Perebas 2: e a saga continua.

Continuando a minha missão de ensandecer os viventes que aqui aportam, falaremos um tico a mais de perebas e quetais.
Se você já escafunchou a famiage toda em busca de alguma tia véia com pereba prá se meter a curandeiro, tem mais novidade na área.
Além das úlceras por pressão, você já deve ter visto muita gente com feridas nas pernas ou nos pés, com aquelas faixas horrendas.
Algumas vezes, prá efeito de esmola, o cabra costuma deixar babar um caldinho amarelo, que faz um efeito e tanto na doação... e fica muito chic, mesmo.
Como dizem que já disse Hipócrates, "cicatrizar é uma questão de tempo, mas também de oportunidade".
Isso significa que, com/sem ou apesar do profissional de saúde, as feridas tendem a fechar, um dia.
O grande problema é QUANDO isso ocorrerá.
Quanto mais demorar, pior a qualidade da nova pele no local, como já comentei antes.
E em muitos casos, apesar de haver um ingestão alimentar equilibrada, repouso, retirada da pressão, limpeza adequada, uso de coberturas inteligentes, etc, etc, a coisa não anda.
Pode ser por causa das condições circulatórias no local, que ocasionam as úlceras venosas (por doença venosa), as úlceras arteriais (por insuficiência arterial), ou as mistas.
Todas são chamadas de úlceras vasculogênicas.
Lindo nome prá uma criança, né?
Passando a régua: ferida nos membros inferiores requer avaliação da circulação, a ser feita por um cirurgião vascular. De responsa, de preferência.
Acha que tá bão? Que nada.
Existem ainda as úlceras diabéticas, causadas por alteração de sensibilidade ou, em casos mais avançados, por deficiência na microcirculação sanguínea.
Prá essas, antes de mais nada, é fundamental o controle rigoroso dos níveis glicêmicos. Senão nada feito.
Estamos falando de dieta, medicamentos, atividade física. Mudança de hábitos, em suma.

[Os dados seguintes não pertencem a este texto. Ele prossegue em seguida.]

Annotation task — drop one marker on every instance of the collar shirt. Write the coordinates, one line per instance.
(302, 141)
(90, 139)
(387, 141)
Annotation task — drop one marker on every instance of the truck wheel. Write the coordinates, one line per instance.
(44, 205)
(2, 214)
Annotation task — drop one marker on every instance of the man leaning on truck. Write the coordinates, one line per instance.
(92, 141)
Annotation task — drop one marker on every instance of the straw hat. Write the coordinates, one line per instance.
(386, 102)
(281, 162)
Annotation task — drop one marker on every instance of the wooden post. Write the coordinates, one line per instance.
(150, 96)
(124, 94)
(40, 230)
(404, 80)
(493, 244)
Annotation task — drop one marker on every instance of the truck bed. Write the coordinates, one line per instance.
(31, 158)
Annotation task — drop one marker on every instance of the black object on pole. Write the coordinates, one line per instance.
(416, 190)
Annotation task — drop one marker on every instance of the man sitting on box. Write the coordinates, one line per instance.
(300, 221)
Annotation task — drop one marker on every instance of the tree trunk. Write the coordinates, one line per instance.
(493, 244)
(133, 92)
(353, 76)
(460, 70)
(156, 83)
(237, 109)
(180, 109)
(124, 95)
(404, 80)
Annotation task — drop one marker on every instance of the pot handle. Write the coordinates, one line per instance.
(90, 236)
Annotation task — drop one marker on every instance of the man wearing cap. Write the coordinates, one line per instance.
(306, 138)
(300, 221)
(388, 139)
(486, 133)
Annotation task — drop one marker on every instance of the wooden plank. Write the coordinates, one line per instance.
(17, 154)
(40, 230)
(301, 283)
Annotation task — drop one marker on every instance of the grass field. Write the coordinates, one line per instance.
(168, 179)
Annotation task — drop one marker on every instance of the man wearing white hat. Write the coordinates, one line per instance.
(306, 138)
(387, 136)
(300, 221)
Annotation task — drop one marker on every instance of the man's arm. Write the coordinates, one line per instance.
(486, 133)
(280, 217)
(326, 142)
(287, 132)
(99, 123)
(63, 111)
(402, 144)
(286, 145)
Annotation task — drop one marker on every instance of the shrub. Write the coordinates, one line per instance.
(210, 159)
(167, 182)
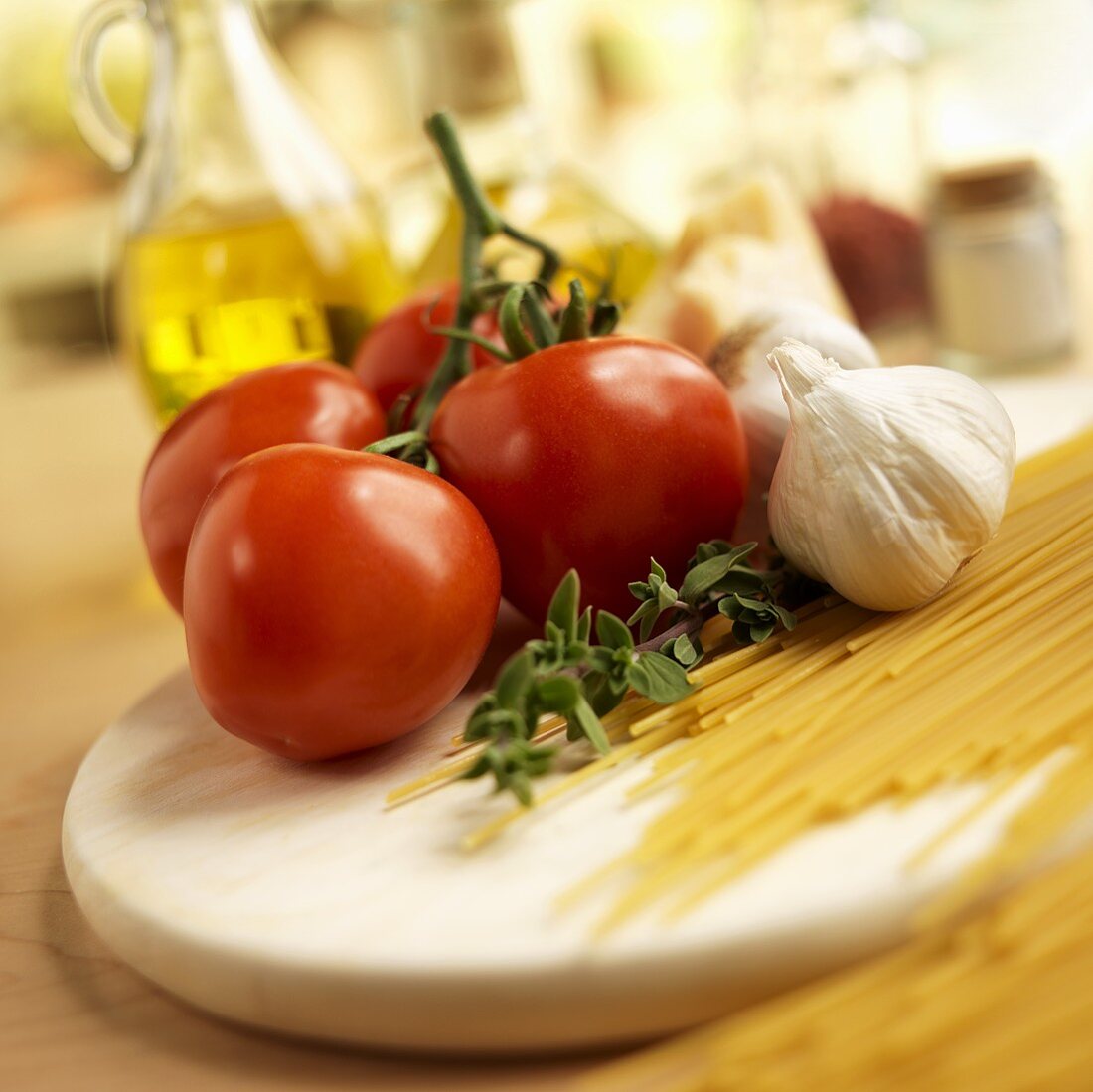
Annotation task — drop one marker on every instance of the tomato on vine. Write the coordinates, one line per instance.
(399, 354)
(335, 600)
(310, 402)
(593, 455)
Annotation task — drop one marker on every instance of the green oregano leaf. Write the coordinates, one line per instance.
(603, 692)
(563, 607)
(558, 695)
(706, 574)
(681, 650)
(657, 677)
(612, 631)
(588, 724)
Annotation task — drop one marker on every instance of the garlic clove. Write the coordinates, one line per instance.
(889, 479)
(739, 359)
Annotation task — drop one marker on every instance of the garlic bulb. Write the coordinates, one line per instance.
(889, 479)
(740, 361)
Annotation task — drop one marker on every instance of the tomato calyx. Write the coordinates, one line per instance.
(528, 316)
(566, 675)
(410, 447)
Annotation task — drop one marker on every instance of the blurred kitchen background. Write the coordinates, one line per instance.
(893, 123)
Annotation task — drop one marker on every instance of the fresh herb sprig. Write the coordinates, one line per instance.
(565, 673)
(718, 580)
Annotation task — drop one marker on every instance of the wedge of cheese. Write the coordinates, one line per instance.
(749, 249)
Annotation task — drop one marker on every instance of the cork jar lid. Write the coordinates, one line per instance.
(991, 185)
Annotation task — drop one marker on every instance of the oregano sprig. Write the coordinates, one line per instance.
(564, 673)
(567, 673)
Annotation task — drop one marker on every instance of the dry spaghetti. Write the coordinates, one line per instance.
(853, 708)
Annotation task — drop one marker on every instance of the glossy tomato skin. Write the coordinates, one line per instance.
(596, 455)
(310, 402)
(400, 352)
(335, 600)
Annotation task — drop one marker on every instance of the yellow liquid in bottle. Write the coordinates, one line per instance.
(198, 308)
(597, 241)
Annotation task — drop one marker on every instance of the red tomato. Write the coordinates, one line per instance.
(316, 402)
(335, 600)
(400, 352)
(594, 455)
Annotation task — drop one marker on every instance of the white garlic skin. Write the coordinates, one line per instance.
(740, 361)
(889, 479)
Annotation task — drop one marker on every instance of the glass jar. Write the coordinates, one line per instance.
(997, 268)
(246, 238)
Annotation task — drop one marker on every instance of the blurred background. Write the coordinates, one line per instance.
(941, 151)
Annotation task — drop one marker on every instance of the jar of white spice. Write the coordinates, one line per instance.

Tá pirando? Deixe de onda, temos ainda um caminhão de causas perebísticas por aí: leishmaniose, infecções bacterianas, dentre elas.
Para todas, sem exceção, o tratamento passa por controle do agente causador, suporte nutricional, repouso, uso de coberturas adequadas, limpeza do leito da ferida, ingestão hídrica, controle da dor e de doenças associadas.
Facinho, né?
Mas, para quem teve festas de findiano, férias, Carnaval, farra do boi, e tudo o mais, é só juntar as forças e mexer a buzanfa.
O trabalho é árduo, mas dá bons resultados.